Toyota’s chief executive apologized today for the problems behind the company’s recent decision to recall millions of vehicles because of reports of sudden acceleration, and said he would be heading up a committee to improve quality control at the besieged car company. However, Toyota Motor Corp. President Akio Toyoda said his company is still trying to decide what to do about thousands of Prius hybrids with potentially faulty brakes.
In the past several months, Toyota has recalled roughly 8 million vehicles around the world because of sudden acceleration problems. In September 2009, the National Highway Traffic Safety Administration (NHTSA) announced that Toyota was recalling and replacing floor mats on approximately 4.2 million vehicles which were allegedly causing accelerator pedals in the vehicles to become stuck in the depressed position, leading to uncontrollable and rapid acceleration of the vehicle. The vehicle models recalled in September included the he 2007-2010 Camry, 2005-2010 Avalon, 2004-2009 Prius, 2005-2010 Tacoma, 2007-2010 Tundra, 2007-2010 Lexus ES350 and 2006-2010 IS250/IS350.
Then last month, Toyota recalled 2.3 million vehicles in the U.S. due to accelerator pedals on those vehicles becoming stuck in a depressed position, causing unexpected and unsafe acceleration. Toyota dealers are expected to start fixing the defective accelerator pedals this weekend. The automaker also suspended sales and production of the eight models involved in the January recall. Those models were the 2009-2010 RAV4, 2009-2010 Corolla, 2009-2010 Matrix, 2005-2010 Avalon, certain 2007-2010 Camrys, 2010 Highlander, 2007-2010 Tundra, 2008-2010 Sequoia.
At a news conference this morning in Japan, Toyoda, the grandson of the automaker’s founder, tried to reassure consumers that Toyota’s cars are safe.

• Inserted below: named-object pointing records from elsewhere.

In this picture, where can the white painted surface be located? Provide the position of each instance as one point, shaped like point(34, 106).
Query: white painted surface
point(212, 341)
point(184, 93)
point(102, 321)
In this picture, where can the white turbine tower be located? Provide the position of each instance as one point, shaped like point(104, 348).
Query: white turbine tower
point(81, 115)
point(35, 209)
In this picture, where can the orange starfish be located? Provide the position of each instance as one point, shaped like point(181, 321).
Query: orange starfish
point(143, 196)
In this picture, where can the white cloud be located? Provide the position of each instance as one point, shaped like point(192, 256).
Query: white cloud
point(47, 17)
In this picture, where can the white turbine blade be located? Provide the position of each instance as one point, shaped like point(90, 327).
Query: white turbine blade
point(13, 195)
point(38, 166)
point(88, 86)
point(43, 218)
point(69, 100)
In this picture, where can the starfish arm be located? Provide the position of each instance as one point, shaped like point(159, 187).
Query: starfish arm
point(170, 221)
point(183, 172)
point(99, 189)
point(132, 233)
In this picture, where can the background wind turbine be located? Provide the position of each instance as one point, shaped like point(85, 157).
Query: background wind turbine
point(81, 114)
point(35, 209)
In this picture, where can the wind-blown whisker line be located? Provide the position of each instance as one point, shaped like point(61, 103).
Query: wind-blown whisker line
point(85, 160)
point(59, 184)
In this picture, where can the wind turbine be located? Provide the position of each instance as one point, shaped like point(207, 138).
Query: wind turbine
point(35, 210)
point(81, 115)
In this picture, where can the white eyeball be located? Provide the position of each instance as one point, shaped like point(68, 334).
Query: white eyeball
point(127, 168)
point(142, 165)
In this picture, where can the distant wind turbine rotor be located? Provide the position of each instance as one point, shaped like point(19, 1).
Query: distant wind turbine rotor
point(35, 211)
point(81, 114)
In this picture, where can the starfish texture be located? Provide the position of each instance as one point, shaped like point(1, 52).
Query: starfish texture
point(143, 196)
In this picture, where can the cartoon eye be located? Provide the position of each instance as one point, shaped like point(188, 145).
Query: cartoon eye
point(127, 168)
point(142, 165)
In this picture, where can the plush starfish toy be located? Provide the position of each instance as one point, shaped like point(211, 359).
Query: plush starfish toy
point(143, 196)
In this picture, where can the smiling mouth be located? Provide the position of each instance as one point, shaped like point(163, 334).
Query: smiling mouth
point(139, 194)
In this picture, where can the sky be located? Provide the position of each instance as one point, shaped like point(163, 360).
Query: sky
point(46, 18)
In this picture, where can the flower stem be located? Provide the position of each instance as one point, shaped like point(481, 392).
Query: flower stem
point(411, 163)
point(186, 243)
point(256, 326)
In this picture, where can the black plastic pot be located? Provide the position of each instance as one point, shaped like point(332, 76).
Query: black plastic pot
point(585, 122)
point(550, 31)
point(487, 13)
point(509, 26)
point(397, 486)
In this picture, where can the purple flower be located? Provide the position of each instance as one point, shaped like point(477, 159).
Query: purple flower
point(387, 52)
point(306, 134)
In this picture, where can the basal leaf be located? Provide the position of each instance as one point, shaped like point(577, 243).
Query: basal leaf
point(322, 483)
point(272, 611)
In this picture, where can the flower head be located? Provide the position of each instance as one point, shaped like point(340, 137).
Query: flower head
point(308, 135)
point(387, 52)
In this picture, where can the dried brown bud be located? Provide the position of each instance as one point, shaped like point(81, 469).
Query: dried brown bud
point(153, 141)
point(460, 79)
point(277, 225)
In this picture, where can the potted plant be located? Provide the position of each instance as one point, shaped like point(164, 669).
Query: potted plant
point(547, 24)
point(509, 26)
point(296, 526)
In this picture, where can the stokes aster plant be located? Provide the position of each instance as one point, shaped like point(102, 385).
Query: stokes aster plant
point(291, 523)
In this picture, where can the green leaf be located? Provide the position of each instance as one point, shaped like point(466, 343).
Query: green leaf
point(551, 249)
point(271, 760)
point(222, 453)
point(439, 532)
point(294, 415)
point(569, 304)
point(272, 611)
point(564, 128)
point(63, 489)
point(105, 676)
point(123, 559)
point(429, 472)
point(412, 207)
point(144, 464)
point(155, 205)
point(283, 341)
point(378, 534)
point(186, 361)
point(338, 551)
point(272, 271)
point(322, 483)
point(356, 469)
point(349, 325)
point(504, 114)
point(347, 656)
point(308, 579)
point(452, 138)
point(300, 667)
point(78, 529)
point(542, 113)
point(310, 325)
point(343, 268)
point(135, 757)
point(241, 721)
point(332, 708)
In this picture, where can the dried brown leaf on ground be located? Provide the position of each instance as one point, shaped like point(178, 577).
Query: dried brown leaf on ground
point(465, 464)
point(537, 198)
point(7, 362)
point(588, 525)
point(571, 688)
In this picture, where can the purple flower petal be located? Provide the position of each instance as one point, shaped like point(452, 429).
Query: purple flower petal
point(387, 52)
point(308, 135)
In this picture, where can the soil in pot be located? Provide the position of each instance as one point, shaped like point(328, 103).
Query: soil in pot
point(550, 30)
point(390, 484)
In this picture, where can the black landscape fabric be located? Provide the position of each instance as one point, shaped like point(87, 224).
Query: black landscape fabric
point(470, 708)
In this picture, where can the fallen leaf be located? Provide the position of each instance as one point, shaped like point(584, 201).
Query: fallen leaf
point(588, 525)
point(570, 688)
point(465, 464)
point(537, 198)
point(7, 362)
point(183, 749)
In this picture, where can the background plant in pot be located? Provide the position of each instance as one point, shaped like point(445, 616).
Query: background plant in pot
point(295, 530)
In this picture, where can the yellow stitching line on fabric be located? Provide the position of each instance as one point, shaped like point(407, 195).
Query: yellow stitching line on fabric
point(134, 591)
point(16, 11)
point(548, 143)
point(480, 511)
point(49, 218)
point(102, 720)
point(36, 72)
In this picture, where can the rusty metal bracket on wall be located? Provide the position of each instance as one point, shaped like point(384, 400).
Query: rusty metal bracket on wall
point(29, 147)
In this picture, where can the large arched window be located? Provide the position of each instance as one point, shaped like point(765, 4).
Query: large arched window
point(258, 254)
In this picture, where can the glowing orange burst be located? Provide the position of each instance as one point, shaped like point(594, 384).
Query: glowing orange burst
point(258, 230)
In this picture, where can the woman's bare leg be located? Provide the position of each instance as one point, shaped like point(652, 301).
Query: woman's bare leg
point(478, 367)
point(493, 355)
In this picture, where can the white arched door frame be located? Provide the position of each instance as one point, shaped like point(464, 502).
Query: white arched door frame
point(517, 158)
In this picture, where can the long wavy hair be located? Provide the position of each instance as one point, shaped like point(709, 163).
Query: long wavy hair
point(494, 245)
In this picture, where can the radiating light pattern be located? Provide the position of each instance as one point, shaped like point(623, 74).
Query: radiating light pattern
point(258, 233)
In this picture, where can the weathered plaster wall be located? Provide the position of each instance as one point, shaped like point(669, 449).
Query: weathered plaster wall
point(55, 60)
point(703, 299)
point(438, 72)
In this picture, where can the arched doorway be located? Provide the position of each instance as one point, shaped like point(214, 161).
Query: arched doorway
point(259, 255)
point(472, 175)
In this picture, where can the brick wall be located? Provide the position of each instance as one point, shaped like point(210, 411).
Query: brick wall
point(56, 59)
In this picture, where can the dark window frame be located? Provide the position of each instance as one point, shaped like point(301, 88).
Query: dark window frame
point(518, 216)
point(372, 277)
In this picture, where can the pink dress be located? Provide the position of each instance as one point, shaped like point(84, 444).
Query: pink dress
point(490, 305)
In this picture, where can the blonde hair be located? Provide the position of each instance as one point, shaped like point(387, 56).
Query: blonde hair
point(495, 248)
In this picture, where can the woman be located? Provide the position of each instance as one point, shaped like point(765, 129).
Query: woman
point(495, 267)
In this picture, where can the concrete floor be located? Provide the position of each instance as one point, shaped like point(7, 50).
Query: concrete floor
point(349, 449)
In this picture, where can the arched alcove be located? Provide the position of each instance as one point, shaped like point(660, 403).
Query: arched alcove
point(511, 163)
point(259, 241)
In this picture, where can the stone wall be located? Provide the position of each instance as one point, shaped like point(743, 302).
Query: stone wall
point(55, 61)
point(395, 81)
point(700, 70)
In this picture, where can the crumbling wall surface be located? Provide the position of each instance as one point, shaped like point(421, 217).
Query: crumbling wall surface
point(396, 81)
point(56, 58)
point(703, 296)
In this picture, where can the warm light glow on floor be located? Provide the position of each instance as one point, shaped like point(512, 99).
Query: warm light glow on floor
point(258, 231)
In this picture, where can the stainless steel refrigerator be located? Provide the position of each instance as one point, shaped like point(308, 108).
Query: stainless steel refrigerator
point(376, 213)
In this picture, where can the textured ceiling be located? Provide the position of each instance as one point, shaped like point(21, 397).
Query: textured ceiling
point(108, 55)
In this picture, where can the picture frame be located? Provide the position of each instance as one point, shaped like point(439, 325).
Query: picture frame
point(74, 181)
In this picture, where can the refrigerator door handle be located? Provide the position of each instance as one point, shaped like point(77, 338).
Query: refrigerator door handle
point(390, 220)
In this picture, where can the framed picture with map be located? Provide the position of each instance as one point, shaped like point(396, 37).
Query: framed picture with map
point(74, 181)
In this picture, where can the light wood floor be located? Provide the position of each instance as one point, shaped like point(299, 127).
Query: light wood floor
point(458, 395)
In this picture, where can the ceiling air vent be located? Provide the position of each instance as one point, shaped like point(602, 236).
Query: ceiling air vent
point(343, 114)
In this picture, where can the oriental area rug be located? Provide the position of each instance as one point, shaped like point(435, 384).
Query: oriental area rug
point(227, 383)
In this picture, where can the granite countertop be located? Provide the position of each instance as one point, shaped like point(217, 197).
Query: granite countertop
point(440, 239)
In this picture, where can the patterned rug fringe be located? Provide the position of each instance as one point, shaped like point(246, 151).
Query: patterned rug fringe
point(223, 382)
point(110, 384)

According to a CNN report, the chief executive was not afforded the usual deference the Japanese media usually grants to corporate executives in that country. Instead, some reporters asked Toyoda pointed questions about a lack of leadership at the company, and wanted to know why he was dodging questions. Toyoda has recently been criticized for his lack of public appearances during the recall crisis, CNN said.
Despite assurances that Toyota vehicles were safe, not many answers were provided for Prius owners. As we reported earlier this week, brakes on some Prius hybrid vehicles had temporarily stopping working on bumpy or slippery roads. Toyota has been investigating braking problems on the third generation Prius launched in May, and said yesterday that brakes on some Prius vehicles had a design flaw. The automaker acknowledged that it had changed the software for cars produced since January, and it is looking into what to do with the vehicles already on the road.
According to the NHTSA, it has received 124 reports from consumers about the Prius brakes, including four reports of crashes. The NHTSA said yesterday that it had opened a formal investigation into the Prius brake issue. The preliminary evaluation involves about 37,000 vehicles in the U.S., the agency said.
Yesterday, several media outlets in Japan reported that Toyota would be recalling 270,000 Prius vehicles over the brake issue, but that has not happened yet. At this morning’s news conference, Toyoda said his company is still investigating the Prius brake issue and said a decision on a recall would be announced as soon as possible.